I consideed those drivers before buying my Seas... Considered then REALLY hard


----------



## Dr.Telepathy SQ (Nov 17, 2007)

chad said:


> I consideed those drivers before buying my Seas... Considered then REALLY hard


Bro...I feel in love with them. I wish I had a pair.


----------



## jonnyanalog (Nov 14, 2007)

mine came last night! 
1st impression is it looks very 'stock,' almost like it was an OEM driver which is perfect for IB. If someone were to crack open the trunk to steal yer goodz they might pass on by because of the lack of the 'bling factor.' I can't wait to install it, IB that is!!. I have an Assassin 10 in a sealed box that I would like to compare it with.


----------



## Dr.Telepathy SQ (Nov 17, 2007)

Funny thing is, these eD were originally made to be "OEM" replacement subs for IB purposes.
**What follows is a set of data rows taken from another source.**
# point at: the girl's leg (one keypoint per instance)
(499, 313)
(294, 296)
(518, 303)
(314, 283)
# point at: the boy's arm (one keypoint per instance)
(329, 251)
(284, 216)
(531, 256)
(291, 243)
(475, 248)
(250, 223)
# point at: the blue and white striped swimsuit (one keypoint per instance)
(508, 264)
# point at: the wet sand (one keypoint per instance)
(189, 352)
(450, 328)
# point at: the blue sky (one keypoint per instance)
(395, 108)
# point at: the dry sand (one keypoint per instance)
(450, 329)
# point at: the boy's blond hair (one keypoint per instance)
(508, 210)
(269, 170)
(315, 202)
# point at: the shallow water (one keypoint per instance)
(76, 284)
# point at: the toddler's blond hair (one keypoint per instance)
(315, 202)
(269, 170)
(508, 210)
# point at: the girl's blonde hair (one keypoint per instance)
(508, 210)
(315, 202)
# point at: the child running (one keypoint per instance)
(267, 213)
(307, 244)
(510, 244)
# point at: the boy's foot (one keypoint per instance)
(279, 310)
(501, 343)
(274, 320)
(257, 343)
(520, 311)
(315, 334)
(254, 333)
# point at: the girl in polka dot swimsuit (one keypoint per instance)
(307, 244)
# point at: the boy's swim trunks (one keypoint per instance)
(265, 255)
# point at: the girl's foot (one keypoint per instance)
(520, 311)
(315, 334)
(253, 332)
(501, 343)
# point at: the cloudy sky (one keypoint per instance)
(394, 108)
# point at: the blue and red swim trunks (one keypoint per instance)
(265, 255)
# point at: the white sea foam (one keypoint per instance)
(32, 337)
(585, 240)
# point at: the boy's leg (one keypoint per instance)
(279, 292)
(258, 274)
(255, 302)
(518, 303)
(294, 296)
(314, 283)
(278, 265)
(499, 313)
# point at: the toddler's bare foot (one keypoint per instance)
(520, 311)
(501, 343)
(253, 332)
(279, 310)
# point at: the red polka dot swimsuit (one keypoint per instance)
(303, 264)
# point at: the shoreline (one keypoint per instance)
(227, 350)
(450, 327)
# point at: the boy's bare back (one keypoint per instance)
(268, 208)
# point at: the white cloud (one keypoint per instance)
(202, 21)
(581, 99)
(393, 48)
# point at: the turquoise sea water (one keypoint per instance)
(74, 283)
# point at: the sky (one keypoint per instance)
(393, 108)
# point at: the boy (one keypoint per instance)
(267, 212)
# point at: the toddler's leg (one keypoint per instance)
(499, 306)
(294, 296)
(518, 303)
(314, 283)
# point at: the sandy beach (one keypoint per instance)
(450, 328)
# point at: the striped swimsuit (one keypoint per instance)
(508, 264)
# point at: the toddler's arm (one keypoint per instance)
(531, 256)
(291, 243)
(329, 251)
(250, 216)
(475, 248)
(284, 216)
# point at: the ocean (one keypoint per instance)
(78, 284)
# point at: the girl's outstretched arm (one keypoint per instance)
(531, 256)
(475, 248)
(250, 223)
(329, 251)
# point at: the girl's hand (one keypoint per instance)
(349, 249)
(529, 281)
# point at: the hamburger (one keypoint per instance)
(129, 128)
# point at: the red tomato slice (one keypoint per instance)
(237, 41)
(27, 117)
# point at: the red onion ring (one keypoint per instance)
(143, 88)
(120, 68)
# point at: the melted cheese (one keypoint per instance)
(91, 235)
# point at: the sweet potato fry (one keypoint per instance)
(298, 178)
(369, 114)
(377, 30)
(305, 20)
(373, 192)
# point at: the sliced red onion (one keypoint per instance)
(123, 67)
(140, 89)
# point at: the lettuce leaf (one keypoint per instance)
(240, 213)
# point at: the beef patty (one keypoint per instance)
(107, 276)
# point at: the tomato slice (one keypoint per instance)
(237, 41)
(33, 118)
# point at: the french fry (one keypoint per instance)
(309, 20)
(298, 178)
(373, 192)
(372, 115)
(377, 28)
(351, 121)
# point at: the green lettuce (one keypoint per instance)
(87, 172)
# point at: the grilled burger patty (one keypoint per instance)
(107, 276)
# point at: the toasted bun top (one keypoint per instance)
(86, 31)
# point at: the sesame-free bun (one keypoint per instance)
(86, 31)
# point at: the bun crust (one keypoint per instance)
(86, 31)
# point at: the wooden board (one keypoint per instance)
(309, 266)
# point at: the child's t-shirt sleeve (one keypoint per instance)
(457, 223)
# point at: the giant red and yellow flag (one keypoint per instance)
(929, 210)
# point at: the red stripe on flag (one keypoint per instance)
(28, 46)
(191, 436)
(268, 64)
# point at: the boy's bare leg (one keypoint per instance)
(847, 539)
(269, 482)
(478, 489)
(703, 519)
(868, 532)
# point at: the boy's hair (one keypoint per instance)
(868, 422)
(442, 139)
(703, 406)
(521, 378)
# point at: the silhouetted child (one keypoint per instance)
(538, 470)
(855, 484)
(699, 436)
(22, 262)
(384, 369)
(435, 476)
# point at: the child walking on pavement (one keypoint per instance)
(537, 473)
That's what I was able to learn from Chris at eD. So, they were made for the whole purpose of IB from the start.


----------



## Hillbilly SQ (Jan 26, 2007)

do the cantus mids have any tonal signature? i'm actually considering them next spring for my rebuild with a pair of hds tweets. you said the nextels sound really neutral and i've heard them so you can compare them to those. thanks.


----------